The University of California announced today (Sept. 26) that it will commit more than $7 million annually to expand existing programs to increase faculty diversity as well as create new ones that help ensure students on all 10 UC campuses benefit from a faculty that better reflects California’s diversity.

UC President Janet Napolitano said that while the university has made significant progress in hiring and retaining faculty from underrepresented groups, including women, there was much more work to be done.

“We know that students’ academic performance and career aspirations are enhanced when faculty of similar backgrounds serve as role models,” Napolitano said from the UC Board of Regents meeting at UCLA. “Moreover, teaching, research, innovation and service thrive when all members of our community are welcomed and supported. That’s what we want at UC.”

Napolitano said the university will allocate a combined total of up to $7.1 million a year to support a range of programs that have been shown to improve faculty diversity — including those that strengthen the pipeline of graduate students who plan a career in academia — as well as new efforts based on best practices. Several such programs have shown strong results thanks to $2 million in state funding for each of the past three fiscal years.

“We project accelerated growth in the number of ladder-rank faculty who will join UC in the next decade, in large part to educate our growing student enrollment,” said UC Provost Michael Brown. “We need to seize this opportunity to make progress on the efforts to increase faculty diversity.”

In the past year, 44.1 percent of new ladder-rank hires were women and 17.1 percent were from underrepresented groups. The percentage of women faculty has increased steadily over time and women now account for one in three ladder-rank faculty. The gender and racial/ethnic makeup of faculty varies greatly by discipline, however.

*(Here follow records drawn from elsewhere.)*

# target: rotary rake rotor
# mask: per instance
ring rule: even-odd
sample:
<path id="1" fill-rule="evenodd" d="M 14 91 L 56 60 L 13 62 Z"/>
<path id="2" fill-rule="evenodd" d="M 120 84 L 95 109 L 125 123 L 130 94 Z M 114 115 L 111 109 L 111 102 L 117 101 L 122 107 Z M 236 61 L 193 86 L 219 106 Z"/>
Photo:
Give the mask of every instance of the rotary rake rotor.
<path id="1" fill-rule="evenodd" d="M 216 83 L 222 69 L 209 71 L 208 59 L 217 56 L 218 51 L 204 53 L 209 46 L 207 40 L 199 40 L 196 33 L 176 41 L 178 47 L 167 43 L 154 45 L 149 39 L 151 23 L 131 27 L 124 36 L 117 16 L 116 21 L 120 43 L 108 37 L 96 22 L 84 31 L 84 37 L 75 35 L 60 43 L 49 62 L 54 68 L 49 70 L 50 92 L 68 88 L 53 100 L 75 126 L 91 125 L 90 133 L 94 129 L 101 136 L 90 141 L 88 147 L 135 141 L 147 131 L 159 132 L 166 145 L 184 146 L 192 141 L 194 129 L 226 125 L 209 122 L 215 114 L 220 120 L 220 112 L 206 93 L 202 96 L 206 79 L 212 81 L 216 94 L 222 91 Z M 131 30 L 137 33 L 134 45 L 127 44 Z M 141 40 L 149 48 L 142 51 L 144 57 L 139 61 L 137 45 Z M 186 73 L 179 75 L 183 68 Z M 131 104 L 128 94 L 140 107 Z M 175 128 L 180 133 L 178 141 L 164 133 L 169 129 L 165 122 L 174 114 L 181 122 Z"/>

Both women and racial minorities are more heavily represented in the non-STEM disciplines.

The new and expanded faculty diversity programs will center on what Brown calls a sustained, ongoing approach that identifies and cultivates talent and offers instructional programs, services and incentives that recognize the ways underrepresented groups make decisions about whether to pursue faculty careers.

“Without this new funding, and the commitment of our campus chancellors and faculty, we might lose a generational opportunity to position UC as a leader in cultivating and mentoring the next generation of scholars and thinkers,” he said.

The provost and other UC leaders discussed the university’s faculty diversity efforts with regents during a meeting of the Academic and Student Affairs Committee that explored data contained in UC’s Annual Accountability Sub-Report on Diversity.